If you have close family members and friends, you may want to pass some of your prosperity onto those who matter most to you. By creating a comprehensive estate plan, you leave no doubt about which of your loved ones you want to receive your assets.
You always have the option of gifting cash or other assets to anyone, of course. If you have a relative who has a disability or other special needs, though, you have an additional matter to consider. Specifically, you must investigate whether your gift may make your loved one ineligible for public benefits.
Public benefits have income limits
According to the U.S. Bureau of Labor Statistics, approximately 20% of American families receive financial assistance through one or more means-tested public programs. To qualify for these programs, a person must prove he or she has limited income and assets.
Simply put, acquiring new wealth may force a recipient over the income threshold, resulting in his or her loss of government aid.

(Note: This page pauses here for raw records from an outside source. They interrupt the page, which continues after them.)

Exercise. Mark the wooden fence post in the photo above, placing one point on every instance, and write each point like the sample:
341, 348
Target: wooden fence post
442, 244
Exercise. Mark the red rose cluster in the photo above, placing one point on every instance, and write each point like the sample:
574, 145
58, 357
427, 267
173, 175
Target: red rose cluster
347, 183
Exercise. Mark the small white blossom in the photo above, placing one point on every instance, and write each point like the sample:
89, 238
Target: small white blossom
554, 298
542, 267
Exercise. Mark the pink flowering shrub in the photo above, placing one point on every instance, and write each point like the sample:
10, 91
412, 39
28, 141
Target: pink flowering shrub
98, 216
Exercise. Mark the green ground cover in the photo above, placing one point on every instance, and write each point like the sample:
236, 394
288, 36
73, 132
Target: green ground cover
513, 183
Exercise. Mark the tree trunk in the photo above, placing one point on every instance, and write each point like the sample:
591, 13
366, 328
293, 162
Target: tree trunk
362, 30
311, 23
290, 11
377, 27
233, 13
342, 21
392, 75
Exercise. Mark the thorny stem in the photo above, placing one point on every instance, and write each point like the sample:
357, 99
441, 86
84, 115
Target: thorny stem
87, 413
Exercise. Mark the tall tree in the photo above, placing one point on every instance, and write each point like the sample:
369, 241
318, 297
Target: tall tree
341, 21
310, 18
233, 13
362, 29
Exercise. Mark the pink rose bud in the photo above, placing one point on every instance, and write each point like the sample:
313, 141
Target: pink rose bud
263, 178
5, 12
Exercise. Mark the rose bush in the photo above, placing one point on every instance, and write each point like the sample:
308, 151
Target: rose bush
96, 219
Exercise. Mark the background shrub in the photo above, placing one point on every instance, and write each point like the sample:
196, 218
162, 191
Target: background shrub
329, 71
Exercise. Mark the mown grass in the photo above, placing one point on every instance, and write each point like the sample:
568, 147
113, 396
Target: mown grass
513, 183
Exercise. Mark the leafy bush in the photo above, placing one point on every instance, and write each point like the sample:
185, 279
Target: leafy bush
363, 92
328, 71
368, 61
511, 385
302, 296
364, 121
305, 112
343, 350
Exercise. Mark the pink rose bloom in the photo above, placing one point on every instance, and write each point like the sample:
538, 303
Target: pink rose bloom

Your gift may do more harm than good
While a small gift is not likely to make much difference, giving your loved one too much may do more harm than good.
Remember, the income limits for Supplemental Security Income, Medicaid and many other means-tested government programs are almost unconscionably low. Before you give cash or other assets to a person who either receives or intends to receive government benefits, you should familiarize yourself with the income limits for specific programs.
Ultimately, you may need to set up a special needs trust or use other estate planning tools to ensure your loved one continues to qualify for financial assistance after receiving your generous gift.